「中仕掛けの作り方が分からない」「太くなりすぎた・細すぎる」「すぐほどけてしまう」——弓道を始めたばかりの方が最初に直面する難関の一つが「中仕掛け(なかじかけ)」の作成です。弓道の道具の中で、中仕掛けは見た目は小さな部品ながら、矢の安定した飛行と的中精度に直結する重要なパーツです。適切に作られた中仕掛けは矢を確実に保持し、離れのタイミングで矢が正確に放たれる基盤となります。本記事では、中仕掛けの基礎知識から正しい作り方の手順・材料の選び方・太さの基準・よくある失敗と対処法・弦輪の作り方まで、すべてを初心者にも分かるよう徹底解説します。

目次

    中仕掛けとは何か——役割と重要性

    中仕掛け(なかじかけ)とは、弓の弦(つる)の中央付近に巻き付けられた補強材のことです。矢の筈(はず)が乗る部分に「山型の膨らみ」を作ることで、矢を弦に確実に保持し、離れの瞬間に矢が弦から外れるタイミングを安定させる役割を持ちます。

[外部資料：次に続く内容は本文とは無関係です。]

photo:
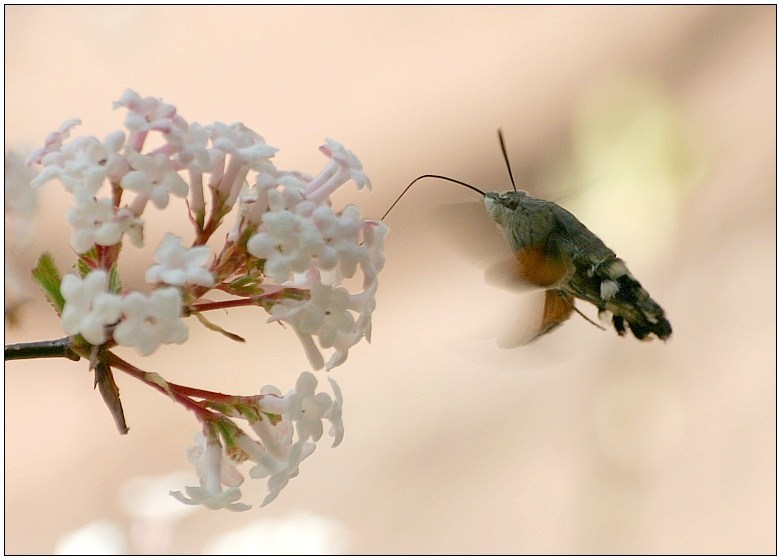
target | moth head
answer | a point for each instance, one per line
(501, 206)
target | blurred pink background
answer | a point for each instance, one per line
(655, 125)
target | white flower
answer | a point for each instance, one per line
(89, 309)
(340, 237)
(245, 144)
(307, 409)
(153, 177)
(209, 462)
(93, 222)
(287, 243)
(150, 322)
(326, 315)
(179, 266)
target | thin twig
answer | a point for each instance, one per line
(59, 348)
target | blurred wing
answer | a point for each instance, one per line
(539, 316)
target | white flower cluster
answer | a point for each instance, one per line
(289, 252)
(90, 310)
(276, 421)
(286, 233)
(306, 244)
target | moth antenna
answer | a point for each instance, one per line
(506, 159)
(430, 177)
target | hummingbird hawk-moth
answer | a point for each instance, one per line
(551, 249)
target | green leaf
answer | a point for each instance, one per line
(212, 327)
(87, 262)
(48, 278)
(114, 283)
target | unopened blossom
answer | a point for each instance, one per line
(93, 221)
(210, 492)
(53, 142)
(334, 415)
(151, 321)
(89, 308)
(145, 113)
(178, 266)
(342, 167)
(277, 481)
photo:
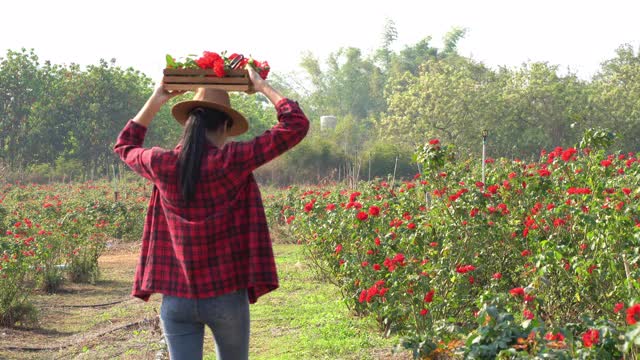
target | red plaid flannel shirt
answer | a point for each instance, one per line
(220, 243)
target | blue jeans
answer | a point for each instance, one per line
(227, 316)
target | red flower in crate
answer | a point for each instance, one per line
(211, 60)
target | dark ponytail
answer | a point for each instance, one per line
(193, 143)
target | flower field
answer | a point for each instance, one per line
(540, 260)
(55, 233)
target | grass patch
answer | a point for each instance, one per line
(306, 318)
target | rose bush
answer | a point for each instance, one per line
(552, 243)
(52, 232)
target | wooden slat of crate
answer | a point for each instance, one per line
(227, 87)
(193, 72)
(204, 80)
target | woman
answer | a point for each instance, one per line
(205, 244)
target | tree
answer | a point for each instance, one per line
(20, 88)
(616, 95)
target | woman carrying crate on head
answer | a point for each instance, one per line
(206, 244)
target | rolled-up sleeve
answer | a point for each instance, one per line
(291, 128)
(129, 148)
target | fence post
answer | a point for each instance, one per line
(485, 133)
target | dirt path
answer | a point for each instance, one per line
(102, 321)
(98, 321)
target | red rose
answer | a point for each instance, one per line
(429, 296)
(338, 248)
(632, 314)
(590, 337)
(374, 211)
(517, 291)
(528, 314)
(362, 216)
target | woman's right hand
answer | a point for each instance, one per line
(258, 83)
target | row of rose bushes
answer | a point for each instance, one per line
(53, 233)
(539, 260)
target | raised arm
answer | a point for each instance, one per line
(129, 143)
(291, 128)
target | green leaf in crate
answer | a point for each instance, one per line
(171, 63)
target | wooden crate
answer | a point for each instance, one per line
(192, 79)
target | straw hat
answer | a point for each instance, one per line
(212, 99)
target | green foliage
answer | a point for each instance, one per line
(540, 245)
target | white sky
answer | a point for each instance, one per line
(575, 34)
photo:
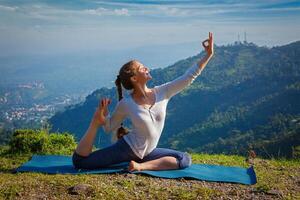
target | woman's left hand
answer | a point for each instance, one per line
(208, 45)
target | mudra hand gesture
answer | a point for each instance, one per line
(101, 112)
(208, 45)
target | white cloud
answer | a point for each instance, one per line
(8, 8)
(107, 12)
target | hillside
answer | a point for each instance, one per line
(247, 97)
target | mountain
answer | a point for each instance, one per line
(246, 98)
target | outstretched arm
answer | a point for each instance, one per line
(173, 87)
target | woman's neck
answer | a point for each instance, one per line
(141, 91)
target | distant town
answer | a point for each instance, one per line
(27, 105)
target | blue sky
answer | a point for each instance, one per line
(54, 26)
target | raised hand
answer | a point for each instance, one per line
(101, 112)
(208, 45)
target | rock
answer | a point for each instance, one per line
(129, 175)
(85, 189)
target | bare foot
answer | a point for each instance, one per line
(134, 166)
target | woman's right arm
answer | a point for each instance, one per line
(112, 122)
(177, 85)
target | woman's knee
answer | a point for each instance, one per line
(185, 161)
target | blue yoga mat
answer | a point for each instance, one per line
(52, 164)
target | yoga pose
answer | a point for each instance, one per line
(146, 108)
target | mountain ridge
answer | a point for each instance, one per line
(239, 75)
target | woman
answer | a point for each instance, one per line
(146, 107)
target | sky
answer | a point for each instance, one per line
(62, 27)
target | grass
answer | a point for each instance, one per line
(277, 179)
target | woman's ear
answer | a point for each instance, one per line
(133, 78)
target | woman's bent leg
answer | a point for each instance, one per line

    中仕掛けが適切に作られていないと、以下のような問題が発生します。

    問題 原因 影響
    矢が弦から外れやすい(暴発) 中仕掛けが細すぎる・位置がズレている 的中率の低下・危険な暴発
    矢が弦に引っかかる(失矢) 中仕掛けが太すぎる 矢飛びの乱れ・的外れ
    矢の飛行方向がブレる 中仕掛けの形が左右非対称 矢筋が不安定・的中率の低下
    中仕掛けがすぐほどける 巻き方が甘い・材料が合っていない 稽古中断・弦の損耗加速

    中仕掛けに使う材料の選び方

    中仕掛けを作るための材料にはいくつかの選択肢があります。それぞれの特徴を理解した上で、自分の弦・矢の筈に合った材料を選びましょう。

    麻糸(あさいと)
    伝統的な中仕掛け材料。適度な硬さと摩擦があり、弦に巻いたときに丈夫な山を作りやすい。天然素材のため湿気に弱く、濡れると緩みやすい欠点がある。弦が麻弦の場合は相性がよい。弓具店で「中仕掛け麻糸」として販売されている。
    麻糸(ポリエステル混紡)
    純粋な麻糸よりも耐久性・耐湿性が向上した改良版。現代の弓道家の多くが使用する標準的な選択肢。弓具店で広く入手でき、価格も手頃。雨天・湿気の多い環境でも比較的安定している。
    既製品の中仕掛け
    あらかじめ弦に取り付けられた状態で販売される弦(中仕掛け付き弦)も市販されている。作り方を覚えていない初心者には便利。ただし太さの微調整ができないため、筈のサイズに合わない場合は自作が必要。
    グラス弦用の補強材
    合成弦(ファストフライト・ダイニーマなど)の場合、天然麻糸では摩擦が不足することがある。専用の補強テープ・合成繊維糸を使用する場合もある。使用する弦の素材に合わせた材料選択が重要。

    中仕掛けの適切な太さと長さの基準

    中仕掛けの太さは「矢の筈の溝幅」に合わせることが基本です。筈の溝に中仕掛けを乗せたとき、「矢がスッと乗るが、振っても落ちない」程度の太さが理想です。

    適切な太さの確認方法
    ①弦に中仕掛けを作った後、矢の筈を弦の矢番え位置に置く。
    ②矢を軽く上下に振っても落ちない(保持力あり)
    ③矢を引っ張ると「スッ」と外せる(引っかかりなし)
    ④矢番えした状態で弓を地面と水平にしても矢が落ちない
    この4点を満たす太さが理想的な中仕掛けです。細すぎると②が満たされず、太すぎると③が満たされません。

    中仕掛けの長さ(巻き幅)の基準

    中仕掛けの巻き幅(長さ)は、弓道の団体・道場によって多少の違いがありますが、一般的には「矢の筈が乗る部分の直上・直下それぞれ5〜10mm程度」が基準です。合計で約1〜2cm程度の巻き幅が標準的です。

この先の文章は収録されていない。